I can ask and get you an answer for that. Would it be possible to do a traceroute so we can know where that timeout is happening?
They already whitelisted all the publics IPs on their end, didn't seem to make any impact though
To clarify - Are y'all using direct upload as well? Using wrangler to publish your assets not from Pages CI?
On wrangler we are having no issues come up and we are uploading fine, we are only seeing the issue from Pages CI
Okay cool. Just double checking that I was looking at the right thing 👍
All good, I really appreciate you looking into this. I'll be available if you have anymore questions or need anything else.
This shouldn't make a difference on the timeouts to Nacelle, but you really ought to update the your Build System to v2
That's the plan, and we have on our other projects. We just paused any upgrades and toggling caching until we get this issue resolved.
It might help out. The version of Ubuntu is updated. Perhaps something in the networking stack on that older verison of Ubuntu is triggering a WAF rule on Nacelle's end. It's long shot, though
When you say they've allowlisted all public IP's on their end, do they mean Cloudflare colo IP's? Pages Builds unfortunately are not included there
Pages Build IP's are not fixed. They'll be coming from Google Cloud's ASN
I'll talk with my team tomorrow and bring this up in the conversation.
All IPv4 and IPv6 here: https://www.cloudflare.com/ips/
Cloudflare
IP Ranges | Cloudflare
This page is intended to be the definitive source of Cloudflare’s current IP ranges.
Ah yeah - those IP ranges are edge IP's, not Pages Build IPs
AFAIK, static IP's for Pages Builds is not something we can do, but like I said earlier, Google Cloud ASN will be where they're coming from
That makes sense. I'll let Nacelle know incase they haven't been told this already.
Thank you very much for the info man, greatly appreciated.
One more question - Do you have an idea when exactly this started occurring for you on Pages?
This started happening either the night of 10/13/23 or early hours of 10/14/23
We are also having trouble accessing our pages deployments in that project, the request that pulls in the paginated deployments 504s when requesting 15 items per page. I could maybe use a script that's been working for us that pulls 10 deployments in per page and get you an exact time if you need that. Just lmk and I'll do some digging
This is a silly issue on our end. It's getting fixed very soon
The deployments requests taking forever that is
Update here - We spoke with Nacelle. I'm still leaning towards this being a WAF rule on their end, but I'm going to keep trying debug from the Pages end. They're going to try an Allow rule just for Pages builds. We'll see if that helps
That's amazing, thank you!
We are running some tests with them right now, keeping them in the loop on results
Truly appreciate your help digging into these issues.

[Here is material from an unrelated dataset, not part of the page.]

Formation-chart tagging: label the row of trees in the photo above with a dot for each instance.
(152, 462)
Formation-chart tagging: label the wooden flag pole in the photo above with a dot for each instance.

🙏 Likewise! Also, looks like the deployments listing request duration fix won't be out until Monday, unfortunately
I kicked this deployment off via the create deployment API:
2ce23058-84e6-48d0-a571-4a195e6d9f98
if that the logs will help you guys at all for the build issue
Monday is fine, I'll probably be the only one tinkering on our side over the weekend and I got myself situated well with the API to where i can get whatever info from the dash I need
One more Deployment ID from Rhone's side: 9affa82b-c3f8-4e4b-8154-559f8f4c1669
Both of these were done after WAF changes on Nacelle's end.I'm looking to revert y'all to our old build cluster over the next 2-3 hours. I appreciate your patience
🙏 Thank you very much, I really appreciate all your time and help. If you need me for anything on our end I'll be available.
@elijah when you get a chance, could you try more builds? I've got y'all reverted now
You may find that build initialization is a little bit longer at first, but that will clear up after a little bit
Yeah, I'll kick one off right now, sorry for lag. Meetings upon meetings 🤣
np I appreciate it!
b15c0b09-5786-4fce-9cd2-40269f0a3310
Here is the deployment ID, I'll keep you posted on how the build goes. Should be about 20 or so mins@elijah looks like the build timed out still :/
Ah yeah. looks to have timed out again. you have any recommendations for things we can do/try on our end?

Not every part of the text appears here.